Conclusion: Children entering a cast room in which soft music was playing had lower heart rate increases than children entering a cast room with no music.
The study by Liu et al. is the first, to our knowledge, to evaluate music therapy for the reduction of anxiety in children during cast-room procedures. The authors present their results in support of this inexpensive and readily applicable intervention.

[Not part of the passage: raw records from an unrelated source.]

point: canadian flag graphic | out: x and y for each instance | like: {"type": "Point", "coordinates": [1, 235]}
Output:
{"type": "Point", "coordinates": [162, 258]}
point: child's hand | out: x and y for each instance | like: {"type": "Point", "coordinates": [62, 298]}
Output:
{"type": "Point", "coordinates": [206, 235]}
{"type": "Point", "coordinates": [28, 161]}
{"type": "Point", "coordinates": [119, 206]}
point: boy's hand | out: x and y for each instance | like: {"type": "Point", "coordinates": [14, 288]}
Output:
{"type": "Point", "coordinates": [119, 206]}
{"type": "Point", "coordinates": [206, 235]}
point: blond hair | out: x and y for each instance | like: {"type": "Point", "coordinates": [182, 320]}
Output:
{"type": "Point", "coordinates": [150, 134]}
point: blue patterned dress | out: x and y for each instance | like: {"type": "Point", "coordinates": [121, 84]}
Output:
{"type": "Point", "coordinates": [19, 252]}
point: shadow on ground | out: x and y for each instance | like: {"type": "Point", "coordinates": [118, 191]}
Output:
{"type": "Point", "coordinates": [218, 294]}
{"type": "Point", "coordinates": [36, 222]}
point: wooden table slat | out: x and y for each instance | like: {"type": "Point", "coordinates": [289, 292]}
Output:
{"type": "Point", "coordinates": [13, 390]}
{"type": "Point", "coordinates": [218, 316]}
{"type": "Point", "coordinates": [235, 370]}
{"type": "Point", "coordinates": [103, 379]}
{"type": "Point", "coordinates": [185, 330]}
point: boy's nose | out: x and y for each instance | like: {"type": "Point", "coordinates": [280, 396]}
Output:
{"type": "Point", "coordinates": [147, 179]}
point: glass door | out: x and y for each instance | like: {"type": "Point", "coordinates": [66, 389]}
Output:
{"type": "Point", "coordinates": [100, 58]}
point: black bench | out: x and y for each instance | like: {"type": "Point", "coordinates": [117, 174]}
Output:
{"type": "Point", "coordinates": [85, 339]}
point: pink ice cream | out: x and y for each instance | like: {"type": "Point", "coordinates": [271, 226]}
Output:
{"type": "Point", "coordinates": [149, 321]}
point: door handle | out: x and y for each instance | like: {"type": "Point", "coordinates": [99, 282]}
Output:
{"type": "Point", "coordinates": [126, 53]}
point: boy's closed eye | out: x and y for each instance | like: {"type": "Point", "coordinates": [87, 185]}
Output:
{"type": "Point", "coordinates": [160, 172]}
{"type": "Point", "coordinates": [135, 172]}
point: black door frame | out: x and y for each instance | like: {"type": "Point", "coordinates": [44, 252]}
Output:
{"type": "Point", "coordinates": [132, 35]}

The study design raises two principal concerns: similarity of patient groups and method of randomization. The authors randomized the cast room to the playing of music or to no music at the start of each 4-hour session. Therefore, randomization was for groups rather than individual patients. This randomization method may lead to dissimilar groups due to intra-diem and inter-diem differences. The initial heart-rate measurements in the waiting room were found to be significantly different, suggesting that these were not similar groups. Thus, subsequent comparisons were made based on the difference in heart rate between the waiting room and other time points (before procedure, during procedure, and after procedure). We cannot draw definitive conclusions because of the significantly lower baseline heart-rate measurements in the no-music group. In fact, if we add the difference noted between waiting and cast room to the baseline heart rate, the no-music group had a lower ultimate rate of 95.7 beats/min (91 + 4.7), while the music group had an ultimate heart rate of 99.3 beats/min (102 — 2.7). The authors noted that the method of randomization may have affected their results. However, given the low cost and negligible risk, it would seem appropriate that music should be played in cast rooms.